Pitched to organizations, students and professionals, the ParagraphAI team is confident about its abilities to the point of urging comparisons with many of the other text generation tools on the market, including Grammarly, Wordtune, Copy.AI, Anyword or ChatGPT itself.
Shail Silver, the company’s co-founder and Executive Chair, described the software’s speed and efficiency in a release, noting that: “On average, it takes around 50 minutes to handwrite 1,000 words.
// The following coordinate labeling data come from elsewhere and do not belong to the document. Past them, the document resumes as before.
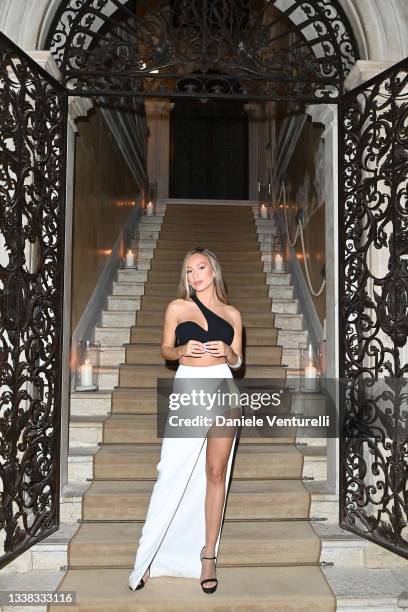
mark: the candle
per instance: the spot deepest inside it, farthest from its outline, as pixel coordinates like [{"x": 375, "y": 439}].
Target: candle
[
  {"x": 86, "y": 374},
  {"x": 310, "y": 377},
  {"x": 264, "y": 212},
  {"x": 278, "y": 263},
  {"x": 130, "y": 258}
]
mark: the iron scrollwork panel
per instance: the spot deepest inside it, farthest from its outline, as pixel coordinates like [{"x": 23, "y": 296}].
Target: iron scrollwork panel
[
  {"x": 33, "y": 112},
  {"x": 373, "y": 224},
  {"x": 257, "y": 49}
]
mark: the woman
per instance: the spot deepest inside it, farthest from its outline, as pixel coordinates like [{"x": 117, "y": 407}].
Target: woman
[{"x": 186, "y": 508}]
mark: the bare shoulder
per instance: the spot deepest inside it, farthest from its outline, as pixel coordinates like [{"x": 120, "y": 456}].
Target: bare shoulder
[
  {"x": 234, "y": 313},
  {"x": 175, "y": 306}
]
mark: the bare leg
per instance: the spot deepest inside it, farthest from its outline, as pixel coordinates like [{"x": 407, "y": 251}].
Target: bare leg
[{"x": 218, "y": 450}]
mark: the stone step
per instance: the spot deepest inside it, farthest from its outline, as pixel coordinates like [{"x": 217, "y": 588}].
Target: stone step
[
  {"x": 123, "y": 303},
  {"x": 292, "y": 338},
  {"x": 86, "y": 431},
  {"x": 244, "y": 304},
  {"x": 278, "y": 278},
  {"x": 211, "y": 217},
  {"x": 108, "y": 377},
  {"x": 132, "y": 461},
  {"x": 324, "y": 504},
  {"x": 170, "y": 289},
  {"x": 112, "y": 336},
  {"x": 125, "y": 288},
  {"x": 255, "y": 336},
  {"x": 285, "y": 292},
  {"x": 243, "y": 544},
  {"x": 90, "y": 403},
  {"x": 143, "y": 244},
  {"x": 81, "y": 463},
  {"x": 112, "y": 355},
  {"x": 187, "y": 243},
  {"x": 152, "y": 220},
  {"x": 219, "y": 230},
  {"x": 111, "y": 461},
  {"x": 231, "y": 278},
  {"x": 151, "y": 354},
  {"x": 249, "y": 319},
  {"x": 118, "y": 318},
  {"x": 146, "y": 375},
  {"x": 263, "y": 499},
  {"x": 291, "y": 357},
  {"x": 142, "y": 429},
  {"x": 143, "y": 400},
  {"x": 289, "y": 321},
  {"x": 279, "y": 589},
  {"x": 229, "y": 266},
  {"x": 137, "y": 276},
  {"x": 177, "y": 254},
  {"x": 282, "y": 305}
]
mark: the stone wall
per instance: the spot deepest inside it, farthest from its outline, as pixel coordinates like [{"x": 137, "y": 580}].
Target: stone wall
[
  {"x": 305, "y": 190},
  {"x": 104, "y": 191}
]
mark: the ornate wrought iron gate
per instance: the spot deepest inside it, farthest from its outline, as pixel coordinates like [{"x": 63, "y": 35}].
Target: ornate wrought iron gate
[
  {"x": 373, "y": 223},
  {"x": 33, "y": 112}
]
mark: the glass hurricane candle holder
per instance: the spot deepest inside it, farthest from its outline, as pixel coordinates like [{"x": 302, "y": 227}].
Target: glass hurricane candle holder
[
  {"x": 129, "y": 260},
  {"x": 310, "y": 368},
  {"x": 87, "y": 372},
  {"x": 278, "y": 260},
  {"x": 151, "y": 206},
  {"x": 263, "y": 212}
]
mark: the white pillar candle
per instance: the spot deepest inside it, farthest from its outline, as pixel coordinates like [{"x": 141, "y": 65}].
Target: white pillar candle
[
  {"x": 86, "y": 374},
  {"x": 264, "y": 212},
  {"x": 278, "y": 263},
  {"x": 130, "y": 258},
  {"x": 310, "y": 378}
]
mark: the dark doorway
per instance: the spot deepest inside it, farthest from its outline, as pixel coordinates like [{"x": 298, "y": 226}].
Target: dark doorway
[{"x": 209, "y": 150}]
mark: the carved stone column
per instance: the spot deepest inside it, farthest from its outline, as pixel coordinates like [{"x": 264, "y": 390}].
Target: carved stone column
[
  {"x": 327, "y": 115},
  {"x": 158, "y": 144},
  {"x": 364, "y": 70},
  {"x": 253, "y": 112}
]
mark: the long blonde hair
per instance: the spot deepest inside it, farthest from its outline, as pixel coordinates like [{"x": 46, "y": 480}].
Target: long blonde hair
[{"x": 185, "y": 290}]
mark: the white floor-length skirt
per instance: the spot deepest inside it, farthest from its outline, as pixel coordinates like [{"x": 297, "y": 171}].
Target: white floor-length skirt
[{"x": 174, "y": 530}]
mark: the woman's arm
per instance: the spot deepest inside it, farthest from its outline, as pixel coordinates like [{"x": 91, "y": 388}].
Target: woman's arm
[
  {"x": 193, "y": 348},
  {"x": 169, "y": 351},
  {"x": 234, "y": 351}
]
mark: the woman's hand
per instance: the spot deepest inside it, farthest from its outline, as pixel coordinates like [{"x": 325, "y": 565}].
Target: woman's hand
[
  {"x": 193, "y": 348},
  {"x": 218, "y": 348}
]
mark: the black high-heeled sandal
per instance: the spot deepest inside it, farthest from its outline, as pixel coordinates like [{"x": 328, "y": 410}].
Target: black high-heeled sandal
[
  {"x": 141, "y": 582},
  {"x": 212, "y": 589}
]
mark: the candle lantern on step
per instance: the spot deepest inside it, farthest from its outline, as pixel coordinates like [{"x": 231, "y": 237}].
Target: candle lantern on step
[
  {"x": 151, "y": 206},
  {"x": 310, "y": 368},
  {"x": 263, "y": 208},
  {"x": 278, "y": 262},
  {"x": 87, "y": 371}
]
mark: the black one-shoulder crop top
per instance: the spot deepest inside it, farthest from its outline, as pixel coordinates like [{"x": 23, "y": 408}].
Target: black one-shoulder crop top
[{"x": 218, "y": 328}]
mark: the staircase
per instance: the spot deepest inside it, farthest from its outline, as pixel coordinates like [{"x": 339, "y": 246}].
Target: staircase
[
  {"x": 278, "y": 526},
  {"x": 269, "y": 553}
]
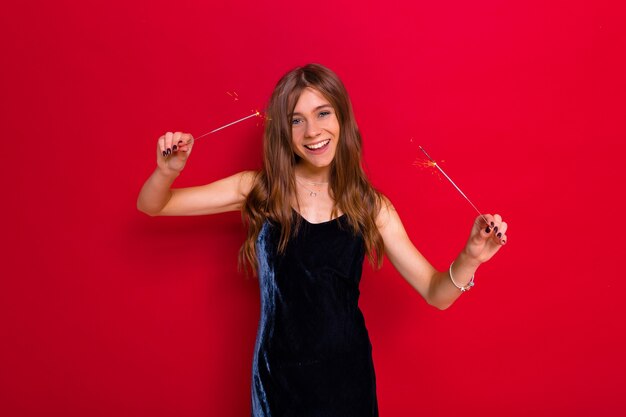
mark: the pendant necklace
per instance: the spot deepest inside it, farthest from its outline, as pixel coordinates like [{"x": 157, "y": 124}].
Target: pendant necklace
[{"x": 311, "y": 192}]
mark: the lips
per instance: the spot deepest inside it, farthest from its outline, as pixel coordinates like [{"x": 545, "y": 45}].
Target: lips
[{"x": 318, "y": 145}]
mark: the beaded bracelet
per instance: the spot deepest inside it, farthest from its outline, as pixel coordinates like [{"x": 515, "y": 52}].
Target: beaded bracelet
[{"x": 462, "y": 288}]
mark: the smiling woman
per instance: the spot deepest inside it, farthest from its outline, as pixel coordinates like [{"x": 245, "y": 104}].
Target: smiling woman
[{"x": 312, "y": 217}]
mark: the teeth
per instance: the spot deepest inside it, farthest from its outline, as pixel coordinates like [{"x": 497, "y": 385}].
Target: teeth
[{"x": 318, "y": 145}]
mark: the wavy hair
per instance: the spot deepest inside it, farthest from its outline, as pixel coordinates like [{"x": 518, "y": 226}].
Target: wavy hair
[{"x": 274, "y": 184}]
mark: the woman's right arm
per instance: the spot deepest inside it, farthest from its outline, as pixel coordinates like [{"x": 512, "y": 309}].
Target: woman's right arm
[{"x": 156, "y": 197}]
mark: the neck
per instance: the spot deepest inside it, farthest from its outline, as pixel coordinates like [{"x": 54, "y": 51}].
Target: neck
[{"x": 313, "y": 174}]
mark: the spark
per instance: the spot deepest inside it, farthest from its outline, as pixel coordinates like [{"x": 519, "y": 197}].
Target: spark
[
  {"x": 434, "y": 164},
  {"x": 234, "y": 95},
  {"x": 255, "y": 114}
]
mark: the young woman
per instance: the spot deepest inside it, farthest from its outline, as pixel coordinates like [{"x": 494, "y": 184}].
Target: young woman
[{"x": 312, "y": 217}]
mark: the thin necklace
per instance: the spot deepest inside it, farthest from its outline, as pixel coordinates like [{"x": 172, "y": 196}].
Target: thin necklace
[
  {"x": 311, "y": 192},
  {"x": 311, "y": 182}
]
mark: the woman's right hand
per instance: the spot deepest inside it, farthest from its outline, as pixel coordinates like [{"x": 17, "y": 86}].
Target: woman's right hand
[{"x": 173, "y": 149}]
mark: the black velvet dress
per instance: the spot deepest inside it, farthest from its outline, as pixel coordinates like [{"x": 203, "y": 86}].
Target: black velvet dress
[{"x": 313, "y": 355}]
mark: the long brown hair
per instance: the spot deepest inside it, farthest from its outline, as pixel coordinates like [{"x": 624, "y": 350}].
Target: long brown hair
[{"x": 274, "y": 186}]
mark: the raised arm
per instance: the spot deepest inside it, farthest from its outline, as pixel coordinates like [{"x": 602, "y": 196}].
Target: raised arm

ParagraphAI can write 1,000 original words in seconds.” Using AI, he added, “a writer becomes more like an editor, reviewing the AI-generated text and fine-tuning the message.”
Another part of the editor’s job, ParagraphAI says, is to make plagiarism and fact checks once the text has been generated.
Not part of the company’s instructions, but rather part of research study findings about generative AI text, is that it may need to be checked for bias and pre-determined opinion, too.
In a paper titled Co-Writing with Opinionated Language Models Affects Users’ Views, Cornell University researcher Maurice Jakesch investigated whether AI and language-model-powered writing assistants generate some opinions more often than others, impacting what users write — and what they think.
In an online experiment, his research team asked participants to write a post discussing whether social media is good for society. Using an opinionated language model affected the opinions expressed in participants’ writing and shifted their opinions.
When repeating the experiment with a different topic, the research team again saw that participants were swayed by the writing assistants. Jakesch and the team are now investigating the effects mechanisms and how long it lasts.
Might not be for long, if another development team, this one behind a program called GPTZero, has anything to do with it. Their product detects and identifies GPT-created text and the AI detection tool The U.S. start-up company has developed tools to look for socially impactful inherent biases and pre-existing assumptions, as well as grammatical variation and text randomness, among other characteristics.
While no detector is perfect, the GPTZero team says it wants to provide everyone with needed tools to detect and safely adopt AI technologies.
The revolutionary impact of generative AI tools such as these and many more is clear; clear too is the need for guidelines, oversight, regulation and legislation that steer those tools towards productivity and efficiency, not distinct and potential threat.